Wareham obviously knows his stuff when it comes to the personalities in the films, using the breaks between the songs to tell anecdotes about them and their lives. What quickly becomes apparent is how damaged and vulnerable much of the Factory crowd were.

Ingrid Superstar, whose film is played out by the group with a version of Luna’s B side, ‘Eyes in Your Smoke’, starts her screen test laughing and smiling and making obscene gestures at the camera, and finishes it, her head tilted away, almost on the point of tears.

Others are more defiant.

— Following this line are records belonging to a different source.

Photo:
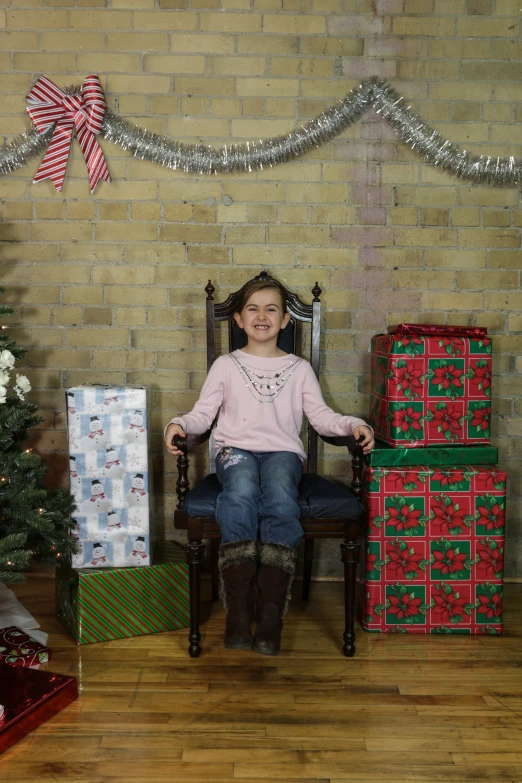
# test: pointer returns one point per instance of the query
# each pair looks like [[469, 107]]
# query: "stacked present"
[[436, 500], [112, 589]]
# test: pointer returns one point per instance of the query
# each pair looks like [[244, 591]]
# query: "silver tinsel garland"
[[200, 159]]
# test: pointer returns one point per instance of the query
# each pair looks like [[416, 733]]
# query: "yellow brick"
[[40, 20], [483, 280], [423, 279], [191, 233], [225, 107], [97, 337], [468, 259], [42, 273], [489, 237], [37, 315], [118, 211], [504, 301], [18, 210], [452, 91], [462, 216], [194, 85], [299, 235], [155, 253], [236, 66], [293, 214], [67, 315], [494, 197], [99, 20], [230, 22], [474, 27], [235, 213], [48, 210], [139, 42], [121, 275], [169, 63], [98, 316], [294, 24], [83, 294], [126, 231], [499, 259], [496, 217], [269, 45], [263, 256], [111, 62], [425, 237], [173, 340], [140, 83], [245, 235], [434, 217], [9, 42], [127, 360], [403, 216], [270, 87], [187, 127], [413, 25], [446, 300], [258, 129], [132, 316], [460, 49], [207, 44], [332, 215], [147, 296]]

The young Lou Reed smirks cockily, taking occasional swigs from a coke bottle, while Wareham and Phillips’ band bash their way through the thunderous garage rock of ‘I’m Not A Young Man Anymore'. Paul America, a notoriously violent boyfriend of Edie Sedgwick’s, chews gum and grins nastily at the camera, looking like he is about to nut it, as a reworked version of Luna’s swaggering ‘Teenage Lightning’ is played.

The reaction of Superstar, who went out from her mother’s house in 1986 to buy cigarettes and never returned, leaving her false teeth behind in the sink, is, however, more typical. The subjects of the film were asked to sit still and not blink for three minutes, but few do so.

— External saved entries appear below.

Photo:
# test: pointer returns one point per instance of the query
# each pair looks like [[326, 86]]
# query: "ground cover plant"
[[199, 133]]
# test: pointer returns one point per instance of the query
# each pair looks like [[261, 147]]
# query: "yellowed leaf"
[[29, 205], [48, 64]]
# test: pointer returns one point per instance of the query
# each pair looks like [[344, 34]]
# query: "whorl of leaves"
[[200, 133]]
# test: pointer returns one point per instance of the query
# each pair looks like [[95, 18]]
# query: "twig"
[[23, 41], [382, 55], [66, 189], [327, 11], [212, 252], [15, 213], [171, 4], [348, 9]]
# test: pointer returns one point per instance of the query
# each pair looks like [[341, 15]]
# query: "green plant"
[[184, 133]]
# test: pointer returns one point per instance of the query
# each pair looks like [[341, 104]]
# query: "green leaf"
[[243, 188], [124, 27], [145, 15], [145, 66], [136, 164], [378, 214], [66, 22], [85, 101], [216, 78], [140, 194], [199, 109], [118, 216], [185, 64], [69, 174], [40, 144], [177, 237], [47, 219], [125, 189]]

Ann Buchanan, a flatmate of Allen Ginsberg, manages, but finishes her screen test, against the backdrop of a melancholy instrumental, with quiet tears, first from her left eye, and then joined by her right, pouring down her face.

Already seeming lost and doomed, Edie Sedgwick looks simply startled. As the group play their breezy cover of ‘I’ll Keep It With Mine’ with Phillips on main vocals, Nico fidgets and fumbles with the magazine she has brought as a prop, rolling it up at one point into an imaginary periscope. Hollywood actor Dennis Hopper can’t look at the camera at all, head broodingly slouching down to stare at his feet at several points during his film, at others clenching his eyes firmly shut.

Perhaps most poignant of all is the screen test of Freddy Herko, an amphetamine-hooked dancer. He died a few months after his film was made when he threw himself out of the window of a friend’s fifth floor apartment as he danced to his favourite piece of music, Mozart’s ‘Coronation Mass’. Herko is restless throughout, smokes constantly, nervously squirms around in his seat and even at one point breaks all the rules and stands up. As he rises from his chair near the end of the film, the music rises into a dervish waltz and then abruptly slams to a stop. It is an incredible, heart stopping moment, one which captures both the epic grandeur and tragic futility of his death.

The Dunfermline Carnegie Hall has been the perfect venue for this evening. Intimate, and old-fashioned, largely wood-panelled and with old signs for the fire exits and toilets that look like they have been there for forty years or more, its splendid acoustics have enhanced Wareham and Phillips’ evocative soundtrack. It is almost as if we have been transported back in time to the same era in which these little seen films were made. It has been an unique and special experience to be dropped into and allowed access into all the heartache, drama and occasional humour of these often short lives, in a venue which really deserves to be used more often for this kind of event.